Na odwadze gminy zyskali rolnicy i skorzystali turyści
Pietrowice Wielkie. Scalania gruntów w gminie Pietrowice Wielkie obrosło już smorządową legendą. – Inni tylko na nas patrzyli czy ryzykowna decyzja się opłaci – komentuje sekretarz Adam Wajda.
Realizowane właśnie „Scalenie gruntów na obszarze obrębów ewidencyjnych Maków i Kornice” jest finansowane przez UE (Program Rozwoju Obszarów Wiejskich 2007 – 2013). W zakres projektu wchodzą: zagospodarowanie poscaleniowe, przebudowa dróg transportu rolnego, odmulanie rowów m lioracyjnych i rekultywacja wyrobisk. Gmina nie ponosi żadnych kosztów, unia daje 6 mln zł, a budżet państwa 3,8 mln zł. Miejscowi gospodarze zyskują na kosztach – wytczenie granic ich włości kosztowałoby normalnie od kilkuset do paru tysięcy złotych. Te koszty pokrywane są z funduszy publicznych. Gmina organizuje spotkania z zainteresowanymi, sprawuje nadzór nad realizacją zadania. – Ponadto buduje i dba o pozytywną atmosferę przy realizacji całego procesu – wyjaśnia Karolina Kunicka rzecznik prasowy starostwa. Bo powiat raciborski jest łącznikiem między beneficjentem (gminą) a przekazującym pieniądze (urząd marszałkowski).

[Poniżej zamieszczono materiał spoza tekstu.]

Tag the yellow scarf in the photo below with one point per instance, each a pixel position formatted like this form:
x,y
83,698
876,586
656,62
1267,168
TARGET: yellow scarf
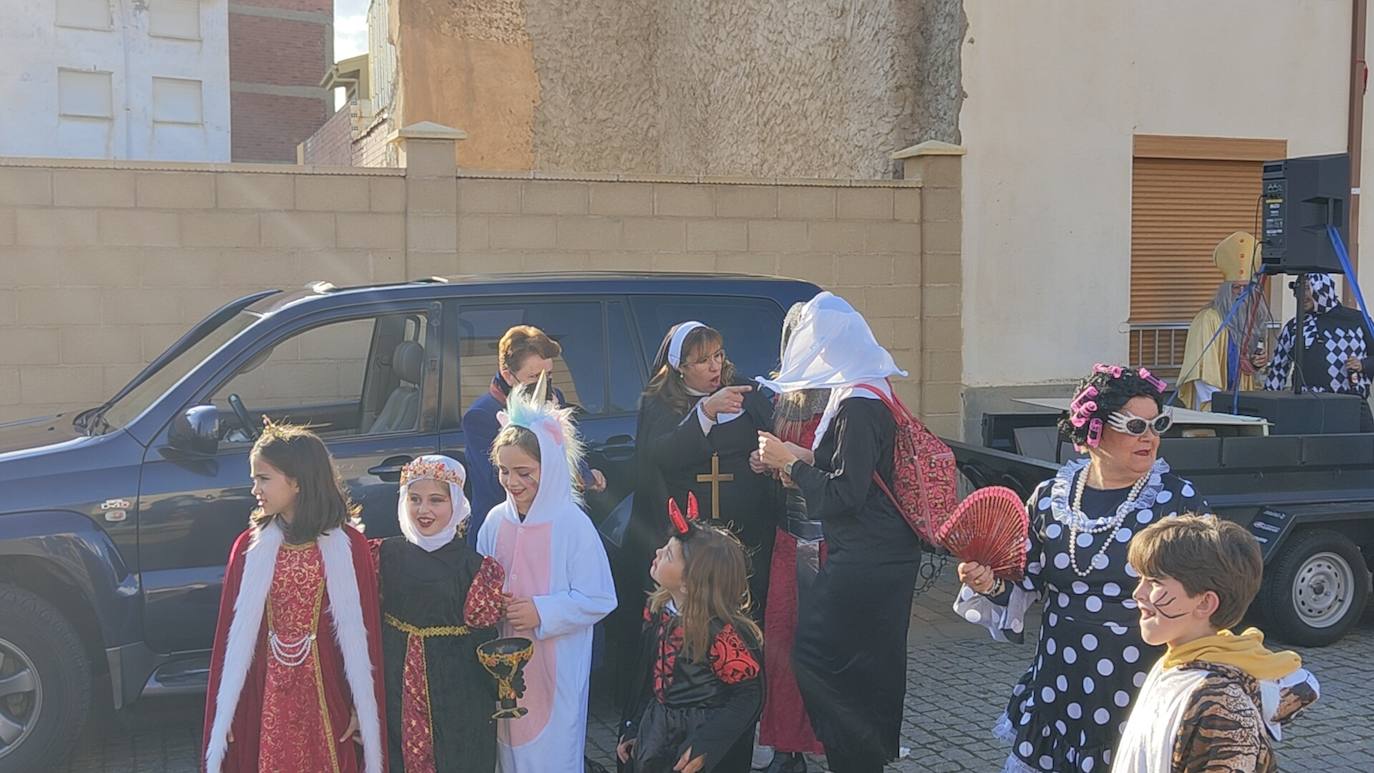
x,y
1245,651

Projekt w Makowie i Kornicach przewiduje m.in. odbudowę, konserwację rowów oraz remont przepustów i mostków (wartość 113 tys. zł, prace potrwają do końca 2014 r.); modernizacja dróg transportu rolnego (wartość 6 mln zł, termin: koniec 2014 r.) i opracowanie projektu scalania wraz z dokumentacją prawną, obsługą finansowo–księgową czy nadzorem geodezyjnym (wartość 3,5 mln zł). W ciągu wakacyjnych miesięcy w dwóch sołectwach Pietrowic Wielkich wyasfaltowane zostały trasy, którymi porusza się ciężki sprzęt rolniczy. Ale nowe drogi nie służą jedynie rolnikom. – W weekendy obserwujemy zainteresowanie ze strony rowerzystów oraz osób spacerujących z kijkami. Widoki są tu przepiękne – zapewania sekretarz Wajda.
W latach 2009 – 2013 powiat realizował podobny projekt w Pietrowicach Wielkich i Cyprzanowie. Wówczas kosztował on 12,3 mln zł, samorząd powiatowy wniósł tu wkład własny 68,4 tys. zł.

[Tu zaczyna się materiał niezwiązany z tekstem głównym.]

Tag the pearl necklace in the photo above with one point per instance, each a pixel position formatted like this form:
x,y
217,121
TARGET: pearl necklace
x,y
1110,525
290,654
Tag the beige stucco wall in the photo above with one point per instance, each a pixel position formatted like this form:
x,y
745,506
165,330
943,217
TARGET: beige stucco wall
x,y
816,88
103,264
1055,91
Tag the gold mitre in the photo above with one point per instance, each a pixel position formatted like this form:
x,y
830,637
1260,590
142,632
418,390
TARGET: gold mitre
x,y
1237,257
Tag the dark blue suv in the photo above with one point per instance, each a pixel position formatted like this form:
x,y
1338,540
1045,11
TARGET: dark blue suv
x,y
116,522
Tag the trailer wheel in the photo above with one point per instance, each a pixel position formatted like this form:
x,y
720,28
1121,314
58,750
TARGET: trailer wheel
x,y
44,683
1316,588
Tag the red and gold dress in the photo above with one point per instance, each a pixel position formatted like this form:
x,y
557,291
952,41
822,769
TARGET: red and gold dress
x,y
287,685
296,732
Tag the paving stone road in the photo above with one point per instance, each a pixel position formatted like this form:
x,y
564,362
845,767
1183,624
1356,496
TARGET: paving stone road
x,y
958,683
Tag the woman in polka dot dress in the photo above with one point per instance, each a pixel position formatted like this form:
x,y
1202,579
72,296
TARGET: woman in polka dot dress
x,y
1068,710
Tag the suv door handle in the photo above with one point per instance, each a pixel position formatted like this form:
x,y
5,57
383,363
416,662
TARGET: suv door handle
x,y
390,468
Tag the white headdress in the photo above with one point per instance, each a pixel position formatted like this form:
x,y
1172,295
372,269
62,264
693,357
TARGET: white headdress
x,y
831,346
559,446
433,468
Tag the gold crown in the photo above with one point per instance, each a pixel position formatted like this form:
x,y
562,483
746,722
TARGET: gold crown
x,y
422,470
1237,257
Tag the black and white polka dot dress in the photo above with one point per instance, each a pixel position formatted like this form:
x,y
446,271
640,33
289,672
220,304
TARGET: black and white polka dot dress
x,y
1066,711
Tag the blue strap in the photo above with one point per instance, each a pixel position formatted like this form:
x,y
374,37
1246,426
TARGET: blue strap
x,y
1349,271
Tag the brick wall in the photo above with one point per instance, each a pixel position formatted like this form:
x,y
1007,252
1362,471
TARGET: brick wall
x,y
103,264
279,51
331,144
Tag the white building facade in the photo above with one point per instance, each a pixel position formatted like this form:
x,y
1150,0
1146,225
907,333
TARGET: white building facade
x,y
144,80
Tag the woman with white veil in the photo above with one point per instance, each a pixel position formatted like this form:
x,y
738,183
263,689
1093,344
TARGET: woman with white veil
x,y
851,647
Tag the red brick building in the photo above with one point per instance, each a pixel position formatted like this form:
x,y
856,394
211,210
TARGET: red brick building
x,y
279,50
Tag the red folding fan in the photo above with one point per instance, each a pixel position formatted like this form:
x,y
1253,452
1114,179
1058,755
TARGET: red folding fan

– Odnośnie kwestii przeprowadzania scaleń przez inne gminy informuję, ze nie dysponujemy taką wiedzą – przekazała nam Kunicka. Za to wiadomo, że do Śląskiego Urzędu Marszałkowskiego złożono wniosek Pietrowic Wielkich na dalsze scalanie gminnych pól, tym razem w Krowiarkach i Amandowie.